Exodus 14:14 – “The Lord will fight for you; you need only to be still.”

 

6 responses to “wait for the wave”

  1. This had me in tears. I still think about that little girl in the Comarca. This is such a beautiful testimony of Gods timing, I love you so much Lilly Renn!! I needed to hear this ??

  2. You wreck me, girl! Your Mom and I love you so much. And you will stand, because God is able to make you stand. Romans 14:4

  3. Lilly, Its so good to hear about what you and your team are doing, how the lord is using you and teaching you new things.
    “The Lord is creating a very specific wave for each and every one of us, and He doesn’t want use to simply ride it, He wants us to enjoy the ride—to take in the scenery around us, to feel the wind in our face” favorite quote God truly does desire for us to enjoy life – sometimes we all need that reminder
    Love ya
    Stephen and Teri Jernigan

  4. Dang Lil, real encouraged by this.
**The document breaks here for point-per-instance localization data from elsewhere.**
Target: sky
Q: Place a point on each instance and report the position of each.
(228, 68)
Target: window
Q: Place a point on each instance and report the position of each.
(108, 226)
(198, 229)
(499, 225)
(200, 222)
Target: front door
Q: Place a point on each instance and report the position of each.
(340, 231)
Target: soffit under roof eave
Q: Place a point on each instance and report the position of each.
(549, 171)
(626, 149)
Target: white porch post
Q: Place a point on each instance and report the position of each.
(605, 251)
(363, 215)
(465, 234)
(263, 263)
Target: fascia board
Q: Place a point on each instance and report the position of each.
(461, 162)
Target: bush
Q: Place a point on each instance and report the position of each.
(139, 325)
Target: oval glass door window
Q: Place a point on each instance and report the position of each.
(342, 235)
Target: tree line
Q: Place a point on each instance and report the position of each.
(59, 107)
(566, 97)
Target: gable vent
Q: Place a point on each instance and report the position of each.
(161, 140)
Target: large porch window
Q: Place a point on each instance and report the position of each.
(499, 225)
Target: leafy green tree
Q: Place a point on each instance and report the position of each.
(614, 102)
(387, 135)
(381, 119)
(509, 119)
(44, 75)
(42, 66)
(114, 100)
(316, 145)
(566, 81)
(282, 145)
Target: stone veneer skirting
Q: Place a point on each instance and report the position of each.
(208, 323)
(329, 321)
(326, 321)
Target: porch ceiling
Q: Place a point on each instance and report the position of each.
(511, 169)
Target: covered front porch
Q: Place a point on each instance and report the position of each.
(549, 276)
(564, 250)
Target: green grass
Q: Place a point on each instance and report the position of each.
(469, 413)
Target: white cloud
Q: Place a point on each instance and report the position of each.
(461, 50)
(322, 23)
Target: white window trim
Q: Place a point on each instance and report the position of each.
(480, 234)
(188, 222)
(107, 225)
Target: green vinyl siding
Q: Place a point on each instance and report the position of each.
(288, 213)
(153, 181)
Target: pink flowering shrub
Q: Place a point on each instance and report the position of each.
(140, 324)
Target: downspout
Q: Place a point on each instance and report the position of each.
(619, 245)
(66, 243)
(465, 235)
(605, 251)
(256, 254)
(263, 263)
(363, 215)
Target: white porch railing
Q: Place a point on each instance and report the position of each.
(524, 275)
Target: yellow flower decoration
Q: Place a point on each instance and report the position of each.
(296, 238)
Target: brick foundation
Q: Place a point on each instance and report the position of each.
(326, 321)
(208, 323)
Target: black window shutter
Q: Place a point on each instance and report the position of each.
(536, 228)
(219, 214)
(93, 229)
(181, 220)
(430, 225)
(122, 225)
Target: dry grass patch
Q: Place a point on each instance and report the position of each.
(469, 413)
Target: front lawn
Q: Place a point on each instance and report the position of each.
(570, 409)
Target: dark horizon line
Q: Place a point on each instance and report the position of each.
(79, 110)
Have a lot of things I’m trying to figure out about the future right now but this just was the sweetest reminder to keep trusting his timing. Thankful for your heart and the way you listen so well to the Fathers voice.

  5. SO sweet and true Lilly! So proud of you and encouraged at what God is doing in your precious heart.

  6. Proud to know you and your incredible heart!! You are a world changer Lilly Renn!! Love you oh so dearly!!